Within the framework of the Bologna Process, the European ministers of education have agreed that each country should develop it’s own framework for degrees and qualifications (qualifications framework). Polish framework is called Krajowe Ramy Kwalifikacji (KRK competence framework). KRK competences are specialized descriptions of the abilities/qualifications, which students gain after graduation from the given study field. In Polish Higher Education System each study field should have the KRK competences (described in the semi-structured file) assigned to it. It means that study fields are linked to the files (pdf/doc), where in a table or in an enumeration form the KRK competences are placed. Polish KRK competence corpora consists of 3550 files and refers to about 2800 study fields.

3 Related Work

This paper refers to the two topics: information extraction (semi-structured extraction) and information retrieval (diverse clustering methods).

Information extraction (IE) is the task of automatically extracting structured information from unstructured or semi-structured machine-readable documents. The most popular tasks in IE are: named entity recognition, co-reference and relationship identification, table extraction, or the terminology extraction. There are various methods for information extraction like regular expressions, decision trees, Bayesian methods or Conditional Random Fields. In the paper [1] there are presented various IE methods in order to extract scientific profiles from web pages.

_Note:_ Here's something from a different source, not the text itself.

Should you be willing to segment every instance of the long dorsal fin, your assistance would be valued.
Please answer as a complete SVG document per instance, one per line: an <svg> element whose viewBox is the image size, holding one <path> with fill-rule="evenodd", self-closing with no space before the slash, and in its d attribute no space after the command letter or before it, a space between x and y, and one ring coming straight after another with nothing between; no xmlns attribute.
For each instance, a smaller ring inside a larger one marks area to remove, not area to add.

Document clustering is the form of unsupervised learning, which groups a set of documents into subsets called clusters. The algorithm’s goal is to create clusters that are internally coherent, but clearly different from each other. In other words, documents within a cluster should be as similar as possible, and documents in one cluster should be as dissimilar as possible from documents in other clusters [11]. The goal of text clustering in information retrieval is to discover groups of semantically related documents. At the root of the clustering documents lies van Rijsbergens [14] cluster hypothesis: closely associated documents tend to be relevant to the same requests, whereas documents concerning different meanings of the input query are expected to belong to different clusters.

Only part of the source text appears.